In general, the TB-2W's dynamic range is superb, and I'd venture better than the average MKII. Even more dynamic range comes via the 3-position voltage switch—a Waza Craft series touch that helps emulate the tone variations that come via fading batteries (7V mode), a standard 9V setting, and the higher headroom of a 12-volt setting. The differences can be subtle and often take the form of less- or more-cohesive low-end tones. But at some particularly saturated amp and pedal settings, the 7V level sounds distinctly more chaotic, while the 12V sounds full and better suited to smooth, singing passages.
The Verdict
Boss makes consistently excellent pedals. And there's great reassurance in knowing that such a personal, obsessive quest shared between two tone-fixated pedal freaks was backed by Boss's considerable R&D resources. But none of that would matter much if Boss hadn't so ably nailed the sound, feel, and visceral thrill of a great Tone Bender.

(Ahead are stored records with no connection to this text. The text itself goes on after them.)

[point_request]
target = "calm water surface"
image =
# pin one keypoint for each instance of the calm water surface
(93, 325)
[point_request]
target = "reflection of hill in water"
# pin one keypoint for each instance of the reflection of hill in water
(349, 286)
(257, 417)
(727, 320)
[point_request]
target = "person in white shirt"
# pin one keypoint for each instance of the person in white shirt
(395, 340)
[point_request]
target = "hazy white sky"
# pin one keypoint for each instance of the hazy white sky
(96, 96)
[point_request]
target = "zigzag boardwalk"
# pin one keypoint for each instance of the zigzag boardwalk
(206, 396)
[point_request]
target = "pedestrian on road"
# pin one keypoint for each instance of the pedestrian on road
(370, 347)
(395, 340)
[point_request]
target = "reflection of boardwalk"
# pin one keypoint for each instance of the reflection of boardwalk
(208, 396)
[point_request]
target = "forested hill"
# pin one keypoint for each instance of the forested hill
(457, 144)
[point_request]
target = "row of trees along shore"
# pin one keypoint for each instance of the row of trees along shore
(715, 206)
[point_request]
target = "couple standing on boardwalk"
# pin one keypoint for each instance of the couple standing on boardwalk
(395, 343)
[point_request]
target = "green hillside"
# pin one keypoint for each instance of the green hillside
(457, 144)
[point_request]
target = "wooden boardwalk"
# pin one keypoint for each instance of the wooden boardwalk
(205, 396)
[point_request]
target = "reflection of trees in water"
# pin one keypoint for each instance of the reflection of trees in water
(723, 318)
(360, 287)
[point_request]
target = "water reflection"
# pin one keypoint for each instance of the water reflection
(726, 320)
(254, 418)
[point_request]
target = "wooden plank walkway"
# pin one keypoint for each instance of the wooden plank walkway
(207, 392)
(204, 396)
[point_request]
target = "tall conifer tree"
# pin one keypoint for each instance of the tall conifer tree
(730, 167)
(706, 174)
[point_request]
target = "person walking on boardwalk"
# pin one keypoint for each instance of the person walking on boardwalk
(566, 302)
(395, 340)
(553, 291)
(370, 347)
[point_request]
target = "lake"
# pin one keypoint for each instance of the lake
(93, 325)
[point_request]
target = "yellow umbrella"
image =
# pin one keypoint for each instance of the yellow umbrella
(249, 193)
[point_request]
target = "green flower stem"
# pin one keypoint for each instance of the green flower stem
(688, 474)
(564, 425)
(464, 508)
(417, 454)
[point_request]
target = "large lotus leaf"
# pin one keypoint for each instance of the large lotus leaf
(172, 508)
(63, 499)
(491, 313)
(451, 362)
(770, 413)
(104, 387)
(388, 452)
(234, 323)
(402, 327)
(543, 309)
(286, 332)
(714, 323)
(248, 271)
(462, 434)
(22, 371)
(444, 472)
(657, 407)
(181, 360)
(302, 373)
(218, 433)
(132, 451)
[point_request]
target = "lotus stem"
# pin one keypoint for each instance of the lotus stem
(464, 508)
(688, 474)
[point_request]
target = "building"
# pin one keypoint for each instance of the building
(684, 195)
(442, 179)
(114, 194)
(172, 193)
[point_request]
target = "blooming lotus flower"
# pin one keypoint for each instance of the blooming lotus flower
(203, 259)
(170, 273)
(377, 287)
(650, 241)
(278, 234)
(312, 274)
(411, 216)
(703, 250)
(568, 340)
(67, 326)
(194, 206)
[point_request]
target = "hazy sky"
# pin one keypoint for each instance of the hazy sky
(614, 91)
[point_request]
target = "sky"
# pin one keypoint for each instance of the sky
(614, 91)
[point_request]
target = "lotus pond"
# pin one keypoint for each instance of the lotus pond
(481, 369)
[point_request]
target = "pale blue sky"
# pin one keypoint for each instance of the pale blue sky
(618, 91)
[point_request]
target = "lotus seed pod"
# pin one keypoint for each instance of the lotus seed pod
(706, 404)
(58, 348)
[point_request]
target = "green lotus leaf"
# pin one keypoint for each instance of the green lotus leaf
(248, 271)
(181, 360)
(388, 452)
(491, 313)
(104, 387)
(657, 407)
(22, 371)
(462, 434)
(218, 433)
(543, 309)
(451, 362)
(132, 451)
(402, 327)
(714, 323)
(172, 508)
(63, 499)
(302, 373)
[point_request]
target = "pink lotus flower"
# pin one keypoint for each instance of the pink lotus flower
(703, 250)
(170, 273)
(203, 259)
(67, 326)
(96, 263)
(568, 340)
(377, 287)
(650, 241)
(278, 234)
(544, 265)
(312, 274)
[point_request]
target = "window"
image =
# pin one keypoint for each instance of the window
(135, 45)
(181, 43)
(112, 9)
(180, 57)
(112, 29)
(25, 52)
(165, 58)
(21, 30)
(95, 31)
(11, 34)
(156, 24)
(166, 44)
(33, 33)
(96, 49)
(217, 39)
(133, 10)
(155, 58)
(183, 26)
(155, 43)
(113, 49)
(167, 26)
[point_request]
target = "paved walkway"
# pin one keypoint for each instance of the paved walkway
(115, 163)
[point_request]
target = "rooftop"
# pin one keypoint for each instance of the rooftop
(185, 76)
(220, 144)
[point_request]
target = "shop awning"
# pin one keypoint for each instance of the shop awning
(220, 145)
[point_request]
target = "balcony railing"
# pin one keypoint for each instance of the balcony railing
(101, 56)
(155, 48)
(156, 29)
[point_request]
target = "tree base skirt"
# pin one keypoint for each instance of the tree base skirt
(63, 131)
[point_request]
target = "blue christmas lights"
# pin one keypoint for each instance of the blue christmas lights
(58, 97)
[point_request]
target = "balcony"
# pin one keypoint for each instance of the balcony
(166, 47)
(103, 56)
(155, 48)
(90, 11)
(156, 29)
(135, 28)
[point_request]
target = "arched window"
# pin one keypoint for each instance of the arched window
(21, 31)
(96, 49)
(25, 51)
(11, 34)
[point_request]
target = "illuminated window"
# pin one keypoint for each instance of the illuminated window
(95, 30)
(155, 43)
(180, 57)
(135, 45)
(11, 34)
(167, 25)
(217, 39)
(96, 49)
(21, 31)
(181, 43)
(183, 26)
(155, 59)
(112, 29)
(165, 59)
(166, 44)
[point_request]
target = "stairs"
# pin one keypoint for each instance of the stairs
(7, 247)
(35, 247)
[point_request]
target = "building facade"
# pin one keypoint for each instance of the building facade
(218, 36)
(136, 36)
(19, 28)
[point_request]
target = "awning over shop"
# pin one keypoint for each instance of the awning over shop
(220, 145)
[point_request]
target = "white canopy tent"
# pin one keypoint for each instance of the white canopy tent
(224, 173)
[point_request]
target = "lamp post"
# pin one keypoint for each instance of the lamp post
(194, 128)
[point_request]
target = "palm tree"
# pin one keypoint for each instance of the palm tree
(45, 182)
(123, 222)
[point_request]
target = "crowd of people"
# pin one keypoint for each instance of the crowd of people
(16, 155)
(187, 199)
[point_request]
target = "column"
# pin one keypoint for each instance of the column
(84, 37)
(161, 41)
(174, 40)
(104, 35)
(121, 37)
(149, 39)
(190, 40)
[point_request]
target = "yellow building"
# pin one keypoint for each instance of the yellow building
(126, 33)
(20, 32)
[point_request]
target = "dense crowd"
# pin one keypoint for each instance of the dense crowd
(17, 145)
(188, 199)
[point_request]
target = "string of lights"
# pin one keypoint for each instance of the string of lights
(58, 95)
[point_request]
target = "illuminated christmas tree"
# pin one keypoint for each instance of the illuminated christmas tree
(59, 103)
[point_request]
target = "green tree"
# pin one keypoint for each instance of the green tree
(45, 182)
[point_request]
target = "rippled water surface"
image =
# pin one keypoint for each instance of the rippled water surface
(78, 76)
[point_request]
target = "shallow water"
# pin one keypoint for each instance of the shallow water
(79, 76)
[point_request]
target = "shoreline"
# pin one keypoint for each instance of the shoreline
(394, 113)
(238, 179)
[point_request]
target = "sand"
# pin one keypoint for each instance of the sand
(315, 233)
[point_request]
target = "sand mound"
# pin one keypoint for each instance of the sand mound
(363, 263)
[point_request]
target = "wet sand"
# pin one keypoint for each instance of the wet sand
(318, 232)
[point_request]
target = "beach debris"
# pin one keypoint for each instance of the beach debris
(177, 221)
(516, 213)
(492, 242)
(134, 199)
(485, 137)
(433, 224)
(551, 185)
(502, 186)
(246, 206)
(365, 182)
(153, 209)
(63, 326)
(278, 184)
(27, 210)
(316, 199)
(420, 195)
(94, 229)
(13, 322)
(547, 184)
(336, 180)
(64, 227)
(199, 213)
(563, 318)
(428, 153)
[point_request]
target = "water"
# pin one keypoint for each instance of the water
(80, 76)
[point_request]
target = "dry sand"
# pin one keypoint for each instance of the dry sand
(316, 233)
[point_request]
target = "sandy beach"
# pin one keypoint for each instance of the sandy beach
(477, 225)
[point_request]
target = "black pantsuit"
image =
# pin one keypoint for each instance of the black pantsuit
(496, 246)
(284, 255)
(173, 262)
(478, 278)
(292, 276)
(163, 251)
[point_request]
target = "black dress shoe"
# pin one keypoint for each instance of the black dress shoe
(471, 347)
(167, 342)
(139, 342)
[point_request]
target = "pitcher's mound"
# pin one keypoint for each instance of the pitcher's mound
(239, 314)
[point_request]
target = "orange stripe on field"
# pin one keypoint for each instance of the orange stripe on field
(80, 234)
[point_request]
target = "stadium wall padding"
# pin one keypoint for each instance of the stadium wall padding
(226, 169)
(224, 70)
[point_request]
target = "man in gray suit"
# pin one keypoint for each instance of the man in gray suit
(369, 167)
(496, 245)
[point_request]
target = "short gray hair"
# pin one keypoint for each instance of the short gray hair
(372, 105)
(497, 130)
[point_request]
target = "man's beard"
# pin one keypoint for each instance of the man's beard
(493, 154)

The TB-2W is a very well behaved version of a fuzz that's hard to keep on a leash. That Boss executed it without sacrificing the Tone Bender's feral nature is no small achievement. It's dynamic, responsive, and offers uncommon and varied colors through the range of its controls—even compared to originals and well-built clones. There's no shortage of competition for good Tone Bender clones at $349. And you'll be lucky just to get one of the 3,000 that exist. But for those of you charmed enough, you can rest assured that this Boss homage can hang with some of the best—and then some.